- Predicted secondary structure and sequence conservation of preQ1-II

Identifiers
- Symbol: preQ1-II
- Alt. Symbols: COG4708
- Rfam: RF01054

Other data
- RNA type: Cis-reg; riboswitch
- Domain(s): Bacteria
- SO: SO:0005836
- PDB structures: PDBe

= PreQ1-II riboswitch =

Class of riboswitches

PreQ1-II riboswitches form a class of riboswitches that specifically bind pre-queuosine_{1} (PreQ_{1}), a precursor of the modified nucleoside queuosine.
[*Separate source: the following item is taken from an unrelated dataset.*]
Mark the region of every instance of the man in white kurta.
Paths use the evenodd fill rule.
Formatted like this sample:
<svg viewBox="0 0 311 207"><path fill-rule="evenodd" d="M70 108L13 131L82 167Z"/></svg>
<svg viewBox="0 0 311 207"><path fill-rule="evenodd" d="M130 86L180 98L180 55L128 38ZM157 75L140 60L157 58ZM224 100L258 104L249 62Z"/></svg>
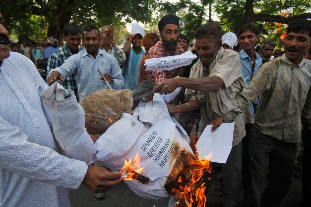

They are found in certain species of Streptococcus and Lactococcus, and were originally identified as a conserved RNA secondary structure called the "COG4708 motif". All known members of this riboswitch class appear to control members of COG4708 genes. These genes are predicted to encode membrane-bound proteins and have been proposed to be a transporter of preQ_{1}, or a related metabolite, based on their association with preQ_{1}-binding riboswitches. PreQ1-II riboswitches have no apparent similarities in sequence or structure to preQ1-I riboswitches, a previously discovered class of preQ_{1}-binding riboswitches. PreQ_{1} thus joins S-adenosylmethionine as the second metabolite to be found that is the ligand of more than one riboswitch class.

Consensus secondary structure of PreQ_{1}-II riboswitches. Layout is similar to that used in previously published depictions.